Is the fact that Tesco is making so much money a good thing or a bad thing? I mean for shareholders, mainly, but there's always the nagging question of "corporate responsibility" to consider. Let's have a go.

On the face of it, a profit of £1.1bn in six months, even for a business the size of Tesco (£16bn of sales), is impressive. Some people think that making such huge amounts of money is evil, but I fail to see why. If there's anything wrong with the way Tesco operates, that is down to us. The main reason for Jones the butcher and all the other little shops failing is that we don't shop at them any more.

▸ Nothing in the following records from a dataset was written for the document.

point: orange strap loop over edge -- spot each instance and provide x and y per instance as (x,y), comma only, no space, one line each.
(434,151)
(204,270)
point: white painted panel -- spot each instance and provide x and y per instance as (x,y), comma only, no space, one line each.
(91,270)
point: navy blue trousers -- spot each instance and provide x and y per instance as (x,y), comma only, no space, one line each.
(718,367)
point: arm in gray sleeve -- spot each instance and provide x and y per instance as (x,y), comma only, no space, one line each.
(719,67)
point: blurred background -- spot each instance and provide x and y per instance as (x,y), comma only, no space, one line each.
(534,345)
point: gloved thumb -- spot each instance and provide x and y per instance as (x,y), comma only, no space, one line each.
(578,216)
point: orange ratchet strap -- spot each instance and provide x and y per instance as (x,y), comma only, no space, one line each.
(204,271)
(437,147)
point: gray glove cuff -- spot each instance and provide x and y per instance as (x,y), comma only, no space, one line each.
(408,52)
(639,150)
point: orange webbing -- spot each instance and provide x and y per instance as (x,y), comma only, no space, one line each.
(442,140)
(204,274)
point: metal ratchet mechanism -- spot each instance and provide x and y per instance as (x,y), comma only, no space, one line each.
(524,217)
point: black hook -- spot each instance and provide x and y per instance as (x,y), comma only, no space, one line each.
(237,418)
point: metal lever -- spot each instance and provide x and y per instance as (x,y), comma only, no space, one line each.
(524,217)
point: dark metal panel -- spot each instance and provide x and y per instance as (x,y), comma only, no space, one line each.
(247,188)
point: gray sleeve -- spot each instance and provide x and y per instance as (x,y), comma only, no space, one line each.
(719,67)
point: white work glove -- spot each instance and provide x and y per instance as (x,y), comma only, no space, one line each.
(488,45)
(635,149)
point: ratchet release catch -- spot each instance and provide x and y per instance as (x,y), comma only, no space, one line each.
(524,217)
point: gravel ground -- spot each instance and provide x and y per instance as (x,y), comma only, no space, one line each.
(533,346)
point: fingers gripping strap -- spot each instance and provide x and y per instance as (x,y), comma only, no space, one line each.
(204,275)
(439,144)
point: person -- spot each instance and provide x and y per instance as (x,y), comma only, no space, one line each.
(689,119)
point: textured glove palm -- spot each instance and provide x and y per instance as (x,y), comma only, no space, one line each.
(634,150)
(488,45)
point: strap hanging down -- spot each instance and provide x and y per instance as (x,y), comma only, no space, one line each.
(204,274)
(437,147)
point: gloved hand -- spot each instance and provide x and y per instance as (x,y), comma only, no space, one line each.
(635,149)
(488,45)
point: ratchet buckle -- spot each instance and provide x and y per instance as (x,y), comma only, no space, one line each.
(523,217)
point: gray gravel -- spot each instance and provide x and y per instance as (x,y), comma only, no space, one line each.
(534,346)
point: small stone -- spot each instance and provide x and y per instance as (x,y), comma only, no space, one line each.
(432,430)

Maybe in a few twee market towns you'll still find them, and some farmers' markets are certainly thriving (they're mostly very good, in my experience), but, by and large, most of us make the weekly trip to the supermarket to buy everything from magazines to beer without giving the small retailer a second thought.

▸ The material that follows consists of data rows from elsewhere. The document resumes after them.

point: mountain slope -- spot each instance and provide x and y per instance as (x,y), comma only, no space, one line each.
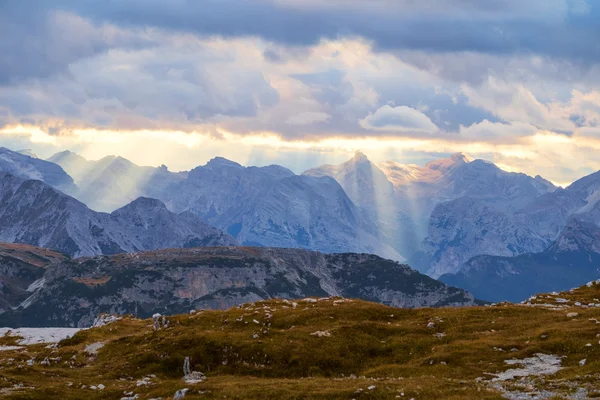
(20,266)
(369,188)
(573,258)
(26,167)
(34,213)
(466,227)
(175,281)
(326,348)
(111,182)
(271,206)
(490,212)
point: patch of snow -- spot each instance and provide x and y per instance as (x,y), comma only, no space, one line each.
(36,285)
(194,377)
(321,334)
(8,348)
(39,335)
(541,364)
(93,348)
(105,319)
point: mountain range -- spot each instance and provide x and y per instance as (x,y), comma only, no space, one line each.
(73,292)
(32,212)
(454,218)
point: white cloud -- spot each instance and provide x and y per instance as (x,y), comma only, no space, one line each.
(398,119)
(497,131)
(307,118)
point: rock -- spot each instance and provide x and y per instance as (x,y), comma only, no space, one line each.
(180,394)
(321,334)
(194,377)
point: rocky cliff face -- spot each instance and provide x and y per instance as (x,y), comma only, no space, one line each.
(490,212)
(175,281)
(111,182)
(271,206)
(26,167)
(20,266)
(34,213)
(571,260)
(466,227)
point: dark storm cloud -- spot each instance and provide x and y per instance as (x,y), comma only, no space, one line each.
(37,46)
(559,28)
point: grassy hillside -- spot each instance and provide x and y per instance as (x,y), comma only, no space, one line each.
(325,349)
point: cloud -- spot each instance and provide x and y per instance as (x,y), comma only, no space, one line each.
(398,119)
(487,131)
(308,118)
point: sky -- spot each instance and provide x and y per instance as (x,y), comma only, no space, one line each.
(305,82)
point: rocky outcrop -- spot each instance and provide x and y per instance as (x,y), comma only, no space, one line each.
(20,266)
(34,213)
(175,281)
(26,167)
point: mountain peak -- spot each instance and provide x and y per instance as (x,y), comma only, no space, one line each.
(359,157)
(146,203)
(461,158)
(447,164)
(28,152)
(222,162)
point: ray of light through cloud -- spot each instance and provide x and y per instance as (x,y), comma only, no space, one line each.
(180,88)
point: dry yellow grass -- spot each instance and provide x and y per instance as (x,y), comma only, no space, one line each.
(271,350)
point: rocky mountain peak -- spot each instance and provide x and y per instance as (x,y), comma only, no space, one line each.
(220,162)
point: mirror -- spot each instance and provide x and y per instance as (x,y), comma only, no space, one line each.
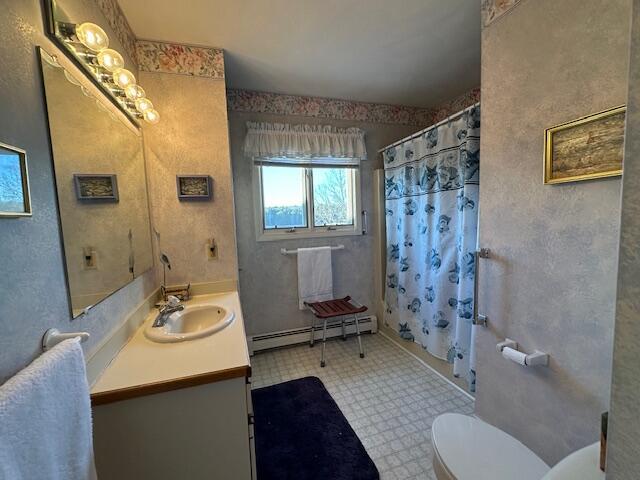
(101,185)
(14,183)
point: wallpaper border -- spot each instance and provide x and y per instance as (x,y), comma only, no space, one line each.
(164,57)
(239,100)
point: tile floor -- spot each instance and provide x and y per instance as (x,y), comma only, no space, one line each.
(389,398)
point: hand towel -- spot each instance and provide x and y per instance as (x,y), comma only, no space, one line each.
(315,278)
(45,419)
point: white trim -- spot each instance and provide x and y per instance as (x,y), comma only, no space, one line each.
(309,231)
(298,336)
(426,365)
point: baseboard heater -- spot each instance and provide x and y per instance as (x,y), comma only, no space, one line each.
(295,336)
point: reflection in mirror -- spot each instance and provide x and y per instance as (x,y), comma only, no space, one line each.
(102,195)
(14,183)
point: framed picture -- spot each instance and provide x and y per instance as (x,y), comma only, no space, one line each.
(96,187)
(586,148)
(15,199)
(194,187)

And if Tesco and the other chains really are abusing their market position by treating the farmers unfairly, or abusing the planning rules, or selling too much "bad" food, then that is a matter for us, too - at least through our elected representatives.

There have been many inquiries into the supermarkets (and such official investigations are being conducted even now), yet few have found much evidence for the usual charges of rape and pillage laid at the door of the big stores.

One thing the Government could do is to introduce an "organic target", like the targets we have for carbon emissions. Thus, either voluntarily or statutorily, Tesco and the others could be told to achieve, say, 10 per cent by value of its food sales in organic and/or locally grown produce. They would then comply, and the world might be a better, greener place. But would we buy the stuff, or would they have to give it away?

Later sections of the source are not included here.